How to Simplify Customer Loyalty in Field Service
One of the following three sentences is false:
A. Customers who experience bad service are likely to “punish” the company by switching to a different service provider.
B. Customers who experience bad service are likely to tell others about it, reducing not just their own loyalty but other customers’ loyalty as well.
C. To win customer loyalty, service organizations should deliver “customer satsifaction” by exceeding customer expectations.
The answer is below, but first, let me tell you two stories.
A long time ago, I knew someone who owned a small café.

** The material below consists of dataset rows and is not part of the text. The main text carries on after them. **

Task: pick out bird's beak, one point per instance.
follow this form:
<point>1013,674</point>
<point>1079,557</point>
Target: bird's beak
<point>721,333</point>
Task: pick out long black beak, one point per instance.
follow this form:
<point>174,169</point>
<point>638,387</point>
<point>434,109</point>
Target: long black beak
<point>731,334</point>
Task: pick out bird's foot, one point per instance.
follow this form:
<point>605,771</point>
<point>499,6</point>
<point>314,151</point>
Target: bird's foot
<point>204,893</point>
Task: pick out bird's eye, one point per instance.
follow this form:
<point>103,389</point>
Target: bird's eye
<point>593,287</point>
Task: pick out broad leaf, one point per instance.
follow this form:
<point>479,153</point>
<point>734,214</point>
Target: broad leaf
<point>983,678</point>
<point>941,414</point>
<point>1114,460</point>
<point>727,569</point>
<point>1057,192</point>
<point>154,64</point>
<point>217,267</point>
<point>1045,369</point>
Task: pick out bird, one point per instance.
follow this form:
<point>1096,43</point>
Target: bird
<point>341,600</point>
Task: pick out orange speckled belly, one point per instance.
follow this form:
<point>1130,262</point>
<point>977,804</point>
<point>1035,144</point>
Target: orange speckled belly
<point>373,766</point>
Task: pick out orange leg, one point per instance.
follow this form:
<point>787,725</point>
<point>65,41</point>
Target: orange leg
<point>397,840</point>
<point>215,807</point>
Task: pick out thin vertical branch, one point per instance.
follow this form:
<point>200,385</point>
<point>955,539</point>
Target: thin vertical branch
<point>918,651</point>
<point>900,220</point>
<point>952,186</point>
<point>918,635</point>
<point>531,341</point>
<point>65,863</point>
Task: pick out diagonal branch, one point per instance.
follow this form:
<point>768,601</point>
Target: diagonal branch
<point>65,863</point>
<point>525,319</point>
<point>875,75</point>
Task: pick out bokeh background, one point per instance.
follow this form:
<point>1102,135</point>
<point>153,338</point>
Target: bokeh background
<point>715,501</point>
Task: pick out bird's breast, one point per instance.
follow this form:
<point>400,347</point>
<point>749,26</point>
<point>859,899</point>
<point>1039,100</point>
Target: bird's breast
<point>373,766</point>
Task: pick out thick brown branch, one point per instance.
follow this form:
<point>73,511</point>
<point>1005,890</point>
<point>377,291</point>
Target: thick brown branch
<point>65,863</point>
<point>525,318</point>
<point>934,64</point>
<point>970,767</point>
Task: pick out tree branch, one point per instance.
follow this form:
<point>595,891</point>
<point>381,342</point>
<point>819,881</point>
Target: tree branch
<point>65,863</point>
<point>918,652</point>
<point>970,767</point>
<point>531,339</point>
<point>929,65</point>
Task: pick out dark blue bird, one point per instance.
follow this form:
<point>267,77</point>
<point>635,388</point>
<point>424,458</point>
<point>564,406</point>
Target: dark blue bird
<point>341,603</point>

He had his own way of welcoming people walking into his place: Instead of having each table set up with salt, pepper, ashtrays (yes, it was back in the public smoking era), he would let them sit at an empty table and then he would rush over, placing these items on the table. He thought customers enjoyed the feeling of being personally attended to, and that when people see you arrange the table for them they are made aware that you care about hosting them, compared to those who sit down at a table that’s already set (even though you did the same work in both cases). What do you think?
Skipping to a much more recent experience: my home printer failed yesterday. The call center agent who answered the phone found that it was still under warranty, logged the information and read out a ten-digit number for me to write down – a “ticket ID.” She then transferred me to a technician and told me to give him that ID.
Somewhere along the way the number was messed up – it might have been my fault, or the agent’s, or the technician’s, but the technician couldn’t find that number. He easily fixed this by asking for my name and using it to find the information. Now, this company obviously strives for outstanding service: I waited only a minute or so for the agent and then for the technician, and the call with the technician ended with him sending a courier to pick up the printer for fixing at their lab. I can confidently expect the rest of the service to be handled quickly and satisfactorily.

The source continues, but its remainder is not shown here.